As a team, the Twins have just four pitchers with better-than-average batting averages on balls in play. That's due in part to some shaky early-season defense that had trouble turning balls in play into outs, but it's also because the pitchers' high number of line drives allowed have made it overly difficult on the defenders. In simple terms, line drives are tough to convert into outs and infield flies are incredibly easy to catch, with ground balls and regular fly balls somewhere in between.

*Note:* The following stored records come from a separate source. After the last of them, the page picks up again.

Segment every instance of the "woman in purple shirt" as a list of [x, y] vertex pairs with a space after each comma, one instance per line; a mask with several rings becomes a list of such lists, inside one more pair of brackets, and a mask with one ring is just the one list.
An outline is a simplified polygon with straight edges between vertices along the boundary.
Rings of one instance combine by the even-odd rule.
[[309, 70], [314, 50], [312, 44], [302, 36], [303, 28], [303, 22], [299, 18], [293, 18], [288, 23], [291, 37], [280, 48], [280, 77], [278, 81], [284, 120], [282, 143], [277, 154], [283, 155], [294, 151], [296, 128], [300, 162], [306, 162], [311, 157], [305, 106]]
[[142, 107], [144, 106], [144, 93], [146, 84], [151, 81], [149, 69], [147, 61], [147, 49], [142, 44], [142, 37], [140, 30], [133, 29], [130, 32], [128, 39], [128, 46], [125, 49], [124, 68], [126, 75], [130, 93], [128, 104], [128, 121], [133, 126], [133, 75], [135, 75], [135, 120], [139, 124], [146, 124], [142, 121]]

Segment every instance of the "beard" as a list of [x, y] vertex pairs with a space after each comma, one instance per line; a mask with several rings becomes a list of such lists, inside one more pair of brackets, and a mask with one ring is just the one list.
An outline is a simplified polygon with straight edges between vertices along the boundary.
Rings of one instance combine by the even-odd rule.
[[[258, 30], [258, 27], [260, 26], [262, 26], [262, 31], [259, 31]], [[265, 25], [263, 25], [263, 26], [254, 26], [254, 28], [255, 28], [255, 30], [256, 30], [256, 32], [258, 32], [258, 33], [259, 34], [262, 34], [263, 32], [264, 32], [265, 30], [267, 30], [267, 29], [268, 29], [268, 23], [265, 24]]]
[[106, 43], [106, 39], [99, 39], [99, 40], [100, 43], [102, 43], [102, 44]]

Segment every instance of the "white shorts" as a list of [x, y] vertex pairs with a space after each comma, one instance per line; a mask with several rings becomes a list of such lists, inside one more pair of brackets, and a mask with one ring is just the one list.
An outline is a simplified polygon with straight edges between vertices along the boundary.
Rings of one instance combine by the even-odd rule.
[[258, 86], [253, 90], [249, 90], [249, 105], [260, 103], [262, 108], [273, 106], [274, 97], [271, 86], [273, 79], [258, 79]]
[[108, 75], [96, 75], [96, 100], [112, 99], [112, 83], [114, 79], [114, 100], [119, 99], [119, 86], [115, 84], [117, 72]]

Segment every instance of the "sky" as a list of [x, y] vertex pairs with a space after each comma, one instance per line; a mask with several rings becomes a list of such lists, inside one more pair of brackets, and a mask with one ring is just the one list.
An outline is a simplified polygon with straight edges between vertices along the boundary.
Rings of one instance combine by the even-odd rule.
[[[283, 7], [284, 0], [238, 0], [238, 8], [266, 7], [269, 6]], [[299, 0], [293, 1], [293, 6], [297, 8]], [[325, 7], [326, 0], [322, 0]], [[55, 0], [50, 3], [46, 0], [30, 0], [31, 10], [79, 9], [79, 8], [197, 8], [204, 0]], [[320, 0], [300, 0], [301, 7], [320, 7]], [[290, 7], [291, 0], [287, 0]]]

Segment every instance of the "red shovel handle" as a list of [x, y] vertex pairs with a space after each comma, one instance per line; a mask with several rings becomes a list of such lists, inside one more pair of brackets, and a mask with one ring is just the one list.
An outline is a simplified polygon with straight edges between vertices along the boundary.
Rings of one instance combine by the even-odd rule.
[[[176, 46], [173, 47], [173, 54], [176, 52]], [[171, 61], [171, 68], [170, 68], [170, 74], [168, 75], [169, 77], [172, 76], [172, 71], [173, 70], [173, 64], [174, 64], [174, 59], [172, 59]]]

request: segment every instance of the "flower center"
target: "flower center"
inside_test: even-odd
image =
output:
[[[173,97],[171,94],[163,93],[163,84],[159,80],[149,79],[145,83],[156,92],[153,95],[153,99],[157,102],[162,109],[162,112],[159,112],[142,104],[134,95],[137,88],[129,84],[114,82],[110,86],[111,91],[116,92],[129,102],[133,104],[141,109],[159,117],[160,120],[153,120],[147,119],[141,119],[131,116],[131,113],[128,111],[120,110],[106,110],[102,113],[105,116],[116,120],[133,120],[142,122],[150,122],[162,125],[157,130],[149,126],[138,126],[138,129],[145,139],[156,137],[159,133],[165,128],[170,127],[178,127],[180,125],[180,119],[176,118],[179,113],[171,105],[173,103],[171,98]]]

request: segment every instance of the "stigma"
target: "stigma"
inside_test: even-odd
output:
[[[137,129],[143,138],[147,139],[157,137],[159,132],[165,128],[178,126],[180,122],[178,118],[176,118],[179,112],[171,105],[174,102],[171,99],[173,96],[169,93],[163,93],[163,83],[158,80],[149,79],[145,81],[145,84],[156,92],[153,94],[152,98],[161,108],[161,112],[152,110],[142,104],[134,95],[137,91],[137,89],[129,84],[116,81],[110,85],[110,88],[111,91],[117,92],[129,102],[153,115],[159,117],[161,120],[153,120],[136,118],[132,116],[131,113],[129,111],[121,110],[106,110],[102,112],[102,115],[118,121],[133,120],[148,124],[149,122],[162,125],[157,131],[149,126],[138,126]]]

Nathan is an interesting example of the line drive-infield fly relationship in action. He has a team-worst line-drive rate of 24.1 percent, which would typically lead to all sorts of trouble. The only other Twins serving up more than 22 percent line drives are Crain, Lohse, and Silva, and they each have a BABIP over .340 and sport ERAs of 5.03, 7.48, and 7.00 respectively. How does Nathan avoid a similar fate? The easy answer is that he's simply better than they are, but there's a more complicated version.
While Nathan has given up tons of line drives, he's made up for it by inducing a startlingly high number of infield flies. His infield-fly rate of 23.5 percent is 150 percent higher than the league average and nearly 50 percent higher than the next-closest guy on the staff, Santana. That means when Nathan allows a fly ball to be put in play--relatively rare to begin with given all the strikeouts--one-fourth of the time the defense had to do almost zero work to convert it into an out.
The bad news is that 23.5 percent is not a sustainable rate of infield flies over the long haul, but the good news is that Nathan's track record suggests his line-drive rate will come down significantly as well. Whatever the case, an overlooked aspect of both Nathan's and Santana's success is their consistent ability to induce easy-to-catch infield pop ups at a better-than-average rate.
One final thing worth noting is that Scott Baker went 2-5 with an ugly 6.06 ERA in nine starts before heading back to Triple-A, but given his component numbers he pitched quite a bit better than that. Only Santana threw more strikes than Baker's 68.5 percent, his strikeout rate was safely above the league average, and his walk rate of 3.7 percent ranked third on the team behind only Nathan and Silva.
Baker is perhaps the most extreme fly-ball pitcher on the staff, which leaves him vulnerable to some rough stretches, but his line-drive rate wasn't out of control and he induced a fair number of infield flies. If the Twins give Baker another chance in the rotation now that he's back from posting a 2.92 ERA in seven starts at Rochester, expect his pitching to "improve" significantly.